It's a twist on the Emperor's New Clothes, only with half the crowd insisting, What do you mean, he's naked? He's bundled up! Can't you see that? Deciding who in this analogy is who--well, that's another debate. (It seems obvious to me the GOP is insisting on seeing clothes that aren't there. Or half of them are insisting on that while the other half makes a straight-faced argument that Emperors are never naked, that they by definition don't require clothes to be clothed, or at least that Imperial nudity is never call-out-able. But the other side would likely allege that progressives will cry nudity no matter how elaborate the outfit.)

For Carl Schmitt, such disputes are irresolvable. None of the usual means humans rely on work. We can't just go to the tape and check the evidence. The debate concerns fundamentally opposed views of what the evidence says. We can't default to a shared sense of ethics. Both sides deeply doubt ability of the other side to engage in ethical deliberation. We're not even 100% in agreement that this process is legal or constitutional. (See David French on that here.)

We're divided, as Schmitt would say, into friend and enemy camps. There's no way out but direct conflict. For Schmitt's more recent, non-Nazi interlocutors like Chantal Mouffe, such conflict need not devolve into civil war. Mouffe distinguishes antagonism, naked animosity and no-holds-barred aggression between foes, from agonism, intense struggle within a shared understanding of the political parameters. In Mouffe's agonism, there's still friend/enemy struggles. You cannot, should not, attempt to avoid or mitigate conflicts. But agonistic participants recognize and honor the right of their enemies to disagree and struggle against them.

In agonism, I may (hopefully) win a political struggle, but I don't hold it existentially against you that you fought on the other side of the conflict. I do not, after winning, seek to disenfranchise, imprison, expel, or murder you. Neither do I, after losing, declare the entire system corrupt and go to war. I put work and trust into the powers of granted to the political minority, biding my time and adjusting my strategies so that one day I might regain the majority.

The weakness of Mouffe's argument (an argument I largely endorse), however, is the idealized ethos of struggle. She wants the uncompromising bite of Schmittian conflict without the lethal potentials.

So many political struggles today, however, feel existential in their stakes. We can't afford to lose. Or, instead: We can't afford to let them win. If you see the enemy's victory as the destruction of you and your way of life, then the agonistic approach is a sham. You can't just go along with the system if they win. Nor can you simply forgive and forget the enemy's stances even if you win. If the other side holds some version of "you aren't due full civic personhood," then there will be some lingering bad faith for a while that no single political victory will quite dispel.
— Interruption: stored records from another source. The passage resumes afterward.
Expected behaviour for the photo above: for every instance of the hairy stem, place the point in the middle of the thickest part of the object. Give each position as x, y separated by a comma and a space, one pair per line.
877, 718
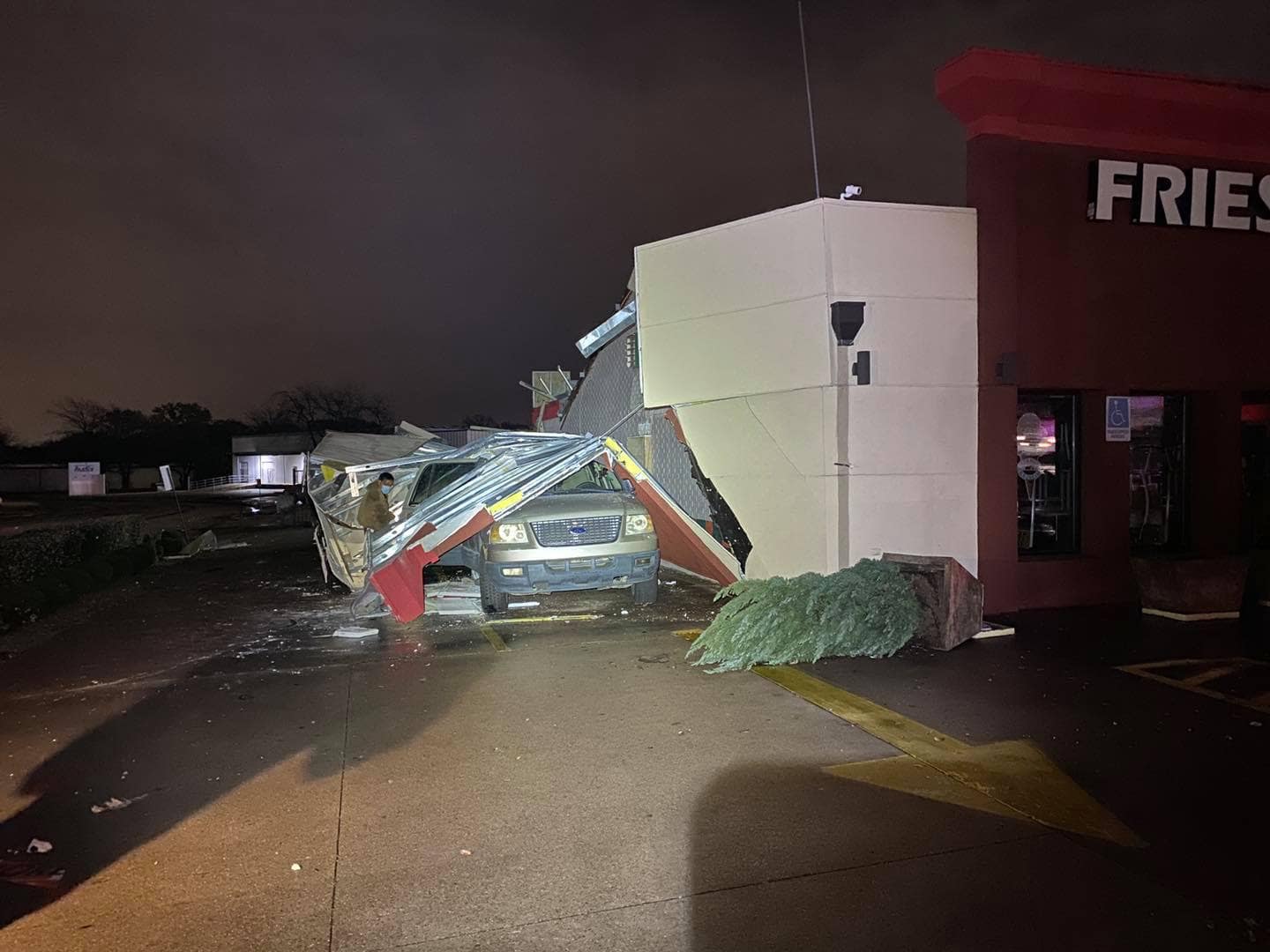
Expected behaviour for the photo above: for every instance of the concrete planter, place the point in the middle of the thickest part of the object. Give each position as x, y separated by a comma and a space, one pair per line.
1192, 588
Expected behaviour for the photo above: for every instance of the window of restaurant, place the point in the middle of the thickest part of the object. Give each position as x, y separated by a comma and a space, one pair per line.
1157, 471
1048, 487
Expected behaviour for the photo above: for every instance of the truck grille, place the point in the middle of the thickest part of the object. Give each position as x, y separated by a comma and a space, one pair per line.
578, 532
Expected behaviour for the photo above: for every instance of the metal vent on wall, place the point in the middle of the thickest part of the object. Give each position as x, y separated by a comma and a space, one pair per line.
846, 317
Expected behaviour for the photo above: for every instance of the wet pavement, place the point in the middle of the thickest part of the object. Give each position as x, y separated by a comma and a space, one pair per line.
572, 784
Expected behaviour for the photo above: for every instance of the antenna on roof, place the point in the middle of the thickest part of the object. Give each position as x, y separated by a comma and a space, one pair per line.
811, 115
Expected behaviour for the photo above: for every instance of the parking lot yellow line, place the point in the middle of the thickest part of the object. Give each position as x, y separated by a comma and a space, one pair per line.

The problem, though, is that existential stakes can too easily become a trick to make politics impossible. How dare you debate this or question me when doing so undermines my very being? There's also the fact that humans aren't always great assessors of existential threats, nor do we think clearly or behave at our best when we feel threatened.

The real sine qua non for agonism, it seems, is a mutual trust in your enemy (and in your allies) that they will take reasonable steps not to turn agonism into antagonism. That's a depressing thought, though, given the lack of trust in today's politics.